A friend recently posted about a “WTF” moment when she realized just how old she would be on her next birthday. She followed it up with “I’m still trying to figure out my place in this world.” I don’t know that we ever stop trying to figure out our place in the world. Life is constantly evolving. We have continual opportunities to reinvent ourselves as we learn and grow. That’s the beautiful thing about life.
I’m 55 years old and have come out the other side of difficult and even tragic circumstances numerous times. The one thing I’ve realized now is that life is a bunch of fleeting moments where we waste so much time and energy worrying and never feeling satisfied; yet these become the times we look back on longingly wondering why we weren’t happy, why all the wonderful things we had – especially youth – weren’t enough.
My forties were difficult. After spending my 30s building a family, a home, and a career, staying on top of my game became the challenge. Sometimes I felt the universe was conspiring against me. I often felt bitter and angry at the hand I was dealt; working full time, solely supporting my family, sandwiched between a school-aged child and elderly parents. But the bitterness and the anger made things worse and I look back now on what are actually some found memories, and wonder why I couldn’t be happy.
Sometimes the feeling you’ve hit rock bottom is what gets your attention. In 2014 after surviving cancer, a job loss, and my husband’s suicide, I let go. Being in charge, earning top dollar wasn’t as important. So I took a break. I made parenting a priority. I explored new career options, I found new networks, and new love, and moved half way across the county. Not going as far as to call it a “mid-life crisis” but, yes, I even bought a convertible.
The bitterness and the anger were left in the past. Gratitude is the state of being that’s working for me now. I am loving my 50s. On paper, it can appear that I haven’t accomplished much in six years, but that’s according to old metrics and couldn’t be further from the truth.
I am proud of the parent I became and the strong bond I have with my daughter. I treasure all we’ve done together and am amazed how I was able to make it all happen for us in spite of the fact that at times resources were limited.
Even spending a lot of time together working from home through the last eight months, Kurt and I rarely fight. I know for me, it’s because I have a much better understanding of what’s important than I did in my previous relationship…in my previous decades.
This year (and I’ll write more about this at the end of the month) created an environment where living in the present moment was the only option. We all became a year older in the past 12 months. That’s a good thing.

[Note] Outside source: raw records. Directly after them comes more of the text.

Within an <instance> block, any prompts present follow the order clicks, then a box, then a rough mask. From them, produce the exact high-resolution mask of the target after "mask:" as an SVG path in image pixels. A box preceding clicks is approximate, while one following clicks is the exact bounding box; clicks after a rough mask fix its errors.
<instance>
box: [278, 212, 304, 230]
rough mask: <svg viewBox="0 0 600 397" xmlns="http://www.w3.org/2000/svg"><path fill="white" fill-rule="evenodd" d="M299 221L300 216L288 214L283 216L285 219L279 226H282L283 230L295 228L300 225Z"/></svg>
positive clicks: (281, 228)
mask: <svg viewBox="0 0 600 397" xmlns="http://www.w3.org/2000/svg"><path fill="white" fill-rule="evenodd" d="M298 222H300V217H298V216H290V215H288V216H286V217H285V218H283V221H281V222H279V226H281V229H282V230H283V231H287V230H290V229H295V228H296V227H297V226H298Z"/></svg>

Aging is a privilege denied to so many. Be proud of your experiences, achievements, and the strength and courage that you had when faced challenges. No, we are not young any more. Our exteriors may look worn. But inside we are the best we’ve ever been.
We still don’t have to have all the answers. But we also shouldn’t have any regrets. It’s all a learning experience and each new day – regardless of our age – is another opportunity to look for our place in the world. What am I passionate about? How can I most honor my values? How can I make a difference? Reflect on the lessons that come from experiences, not the regrets. Fill our time with our most passionate pursuits. Expend our energy on the relationships that bring out the best in us.
4 thoughts on “Finding your place in this world”
Best wishes to you, Mary, for continued growth and happiness. Re-imagining and re-shaping one’s life is on-going and exciting. The key is good health: physical, mental, emotional. All of it takes very hard work. You are doing a great job of showing others how. In January, I’ll turn 82. The next years hold wonderful promise for you. Merry Christmas! Happy 2021!
Thank you so much, Joan. I am so glad that our paths have continued to cross over the years. I consider your presence in my life as a valuable resource. Thank you for reading and providing such positive feedback. Merry Christmas. Next year will be a year of renewal. Stay well and happy birthday!
Your messages always make me STOP, and say “What am I Doing?”, and “Why am I doing that?” So much of my life I am just on auto-pilot, doing everything as I’ve done it hundreds of times before–getting reasonable, but uninspiring, results. If I were more “in the moment” during my activities, more mindful and deliberate, I would be part of those activities, take ownership of them, possibly produce better outcomes, and maybe have more pride in what I do.
We are all victims of “auto pilot”. But what do they say is the definition of insanity? – Doing the same thing over and over expecting a different result? LOL I think if anything this year has left me bored with the same thing and I’m searching for a new perspective.